Texto quer incluir no calendário da cidade a 'Semana Escolhi Esperar'

Comentar
Compartilhar
17 JUN 2021Por Da Reportagem11h55
Gravidez na adolescência é motivo de projeto de leiGravidez na adolescência é motivo de projeto de leiFoto: Mustafa Omar/Unsplash

A Câmara dos Vereadores de São Paulo deverá debater ainda nesta quinta-feira (17), durante sessão extraordinária, o projeto de lei 813/2019. De autoria do vereador Rinaldi Digilio (PSL), a matéria quer inserir no calendário oficial da cidade de São Paulo a 'Semana Escolhi Esperar'.

Segundo o edil, o período seria utilizado pelas autoridades competentes do município para realizar ações de conscientização e prevenção sobre gravidez precoce. Em seu texto original, o parlamentar prevê que este período de sete dias ocorra sempre durante a primeira quinzena de todo mês de março.

A semana 'Escolhi Esperar de Prevenção a Gravidez Precoce' tem por objetivo de disseminar informações sobre medidas preventivas e educativas que contribuam para a redução da incidência da gravidez precoce. O evento será desenvolvido no âmbito da Secretaria Municipal de Saúde e de Educação e terá como sua principal ferramenta a promoção de palestras que deverão ser direcionadas a profissionais de saúde e educação, visando identificar possíveis munícipes que se enquadrem no perfil além da exposição com cartazes citando eventuais causas, consequências e como prevenir.

A primeira versão do PL prevê o direcionamento de atividades para o público alvo do programa, principalmente para as pessoas consideradas de grupos vulneráveis e realização de monitoramento de possíveis casos para avaliação e cuidado promovendo a interdisciplinaridade entre os profissionais que irão atuar no segmento.

"A propositura visa alertar a população em geral, mas principalmente os adolescentes, sobre as causas e consequências de uma gravidez precoce. No Brasil, a taxa é de 62 adolescentes grávidas para cada grupo de mil jovens do sexo feminino na faixa etária entre 15 e 19 anos. O índice é maior que a taxa mundial, que corresponde a 44 adolescentes grávidas para cada grupo de mil, diz o relatório da ONU em abril de 2019", afirma Rinaldi em sua justificativa.

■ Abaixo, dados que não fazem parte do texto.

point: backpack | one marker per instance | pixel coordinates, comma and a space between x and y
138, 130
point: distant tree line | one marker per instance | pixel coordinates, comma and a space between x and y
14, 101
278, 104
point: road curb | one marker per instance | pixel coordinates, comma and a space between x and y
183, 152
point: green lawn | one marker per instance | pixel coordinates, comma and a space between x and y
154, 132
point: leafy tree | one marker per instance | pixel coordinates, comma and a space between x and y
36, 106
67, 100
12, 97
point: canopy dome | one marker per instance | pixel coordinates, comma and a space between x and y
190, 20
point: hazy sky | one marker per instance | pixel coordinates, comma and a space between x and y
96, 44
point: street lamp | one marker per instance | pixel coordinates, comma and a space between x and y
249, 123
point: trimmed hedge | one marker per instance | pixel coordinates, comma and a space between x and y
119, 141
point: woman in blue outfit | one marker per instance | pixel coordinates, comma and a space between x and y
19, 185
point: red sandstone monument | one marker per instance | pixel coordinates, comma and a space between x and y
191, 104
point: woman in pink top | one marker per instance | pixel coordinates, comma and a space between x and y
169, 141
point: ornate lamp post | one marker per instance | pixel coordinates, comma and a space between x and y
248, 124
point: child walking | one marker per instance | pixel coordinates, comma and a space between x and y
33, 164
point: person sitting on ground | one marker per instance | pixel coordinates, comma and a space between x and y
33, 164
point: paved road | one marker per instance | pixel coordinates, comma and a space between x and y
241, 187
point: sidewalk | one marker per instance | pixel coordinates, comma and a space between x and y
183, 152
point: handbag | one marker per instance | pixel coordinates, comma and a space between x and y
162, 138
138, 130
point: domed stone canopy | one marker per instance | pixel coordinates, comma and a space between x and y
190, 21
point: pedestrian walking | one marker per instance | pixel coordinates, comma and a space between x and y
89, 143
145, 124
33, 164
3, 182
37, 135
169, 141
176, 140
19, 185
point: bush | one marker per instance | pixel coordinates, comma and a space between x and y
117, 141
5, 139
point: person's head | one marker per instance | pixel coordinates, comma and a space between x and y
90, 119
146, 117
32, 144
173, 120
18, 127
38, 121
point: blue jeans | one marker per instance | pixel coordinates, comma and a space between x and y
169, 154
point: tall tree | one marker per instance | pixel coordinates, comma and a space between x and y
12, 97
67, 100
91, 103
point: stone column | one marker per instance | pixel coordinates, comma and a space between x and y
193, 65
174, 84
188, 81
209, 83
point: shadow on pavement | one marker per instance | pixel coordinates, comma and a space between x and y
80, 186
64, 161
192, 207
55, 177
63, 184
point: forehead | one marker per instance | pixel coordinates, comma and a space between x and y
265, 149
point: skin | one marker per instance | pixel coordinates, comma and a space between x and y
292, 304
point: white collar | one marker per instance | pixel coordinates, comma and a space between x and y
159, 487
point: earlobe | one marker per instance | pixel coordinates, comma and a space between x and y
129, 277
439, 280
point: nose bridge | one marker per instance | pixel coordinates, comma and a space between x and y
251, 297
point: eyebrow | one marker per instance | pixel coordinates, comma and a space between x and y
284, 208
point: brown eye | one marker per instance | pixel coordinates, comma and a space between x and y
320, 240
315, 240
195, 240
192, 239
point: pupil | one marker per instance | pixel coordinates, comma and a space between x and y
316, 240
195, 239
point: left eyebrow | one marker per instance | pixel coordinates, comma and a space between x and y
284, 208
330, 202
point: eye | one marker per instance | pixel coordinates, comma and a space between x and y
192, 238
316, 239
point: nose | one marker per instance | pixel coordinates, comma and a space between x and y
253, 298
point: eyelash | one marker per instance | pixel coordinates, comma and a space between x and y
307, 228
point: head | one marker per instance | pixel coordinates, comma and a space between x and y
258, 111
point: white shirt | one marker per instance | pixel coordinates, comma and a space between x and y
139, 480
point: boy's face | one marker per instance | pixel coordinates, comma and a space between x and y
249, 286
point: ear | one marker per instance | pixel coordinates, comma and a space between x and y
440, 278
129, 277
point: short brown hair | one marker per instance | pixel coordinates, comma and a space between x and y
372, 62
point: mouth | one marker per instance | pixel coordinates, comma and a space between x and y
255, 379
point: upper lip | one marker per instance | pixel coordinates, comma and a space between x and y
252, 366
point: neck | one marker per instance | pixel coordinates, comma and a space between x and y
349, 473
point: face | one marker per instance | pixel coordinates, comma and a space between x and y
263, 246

"A mulher grávida precocemente pode apresentar sérios problemas durante a gestação, inclusive risco de morte. Entre os fatores biológicos que merecem destaque, podemos citar os riscos de prematuridade do bebê e baixo peso, morte pré-natal, anemia, aborto natural, pré-eclâmpsia e eclampsia, risco de ruptura do colo do útero e depressão pós-parto", conclui o vereador.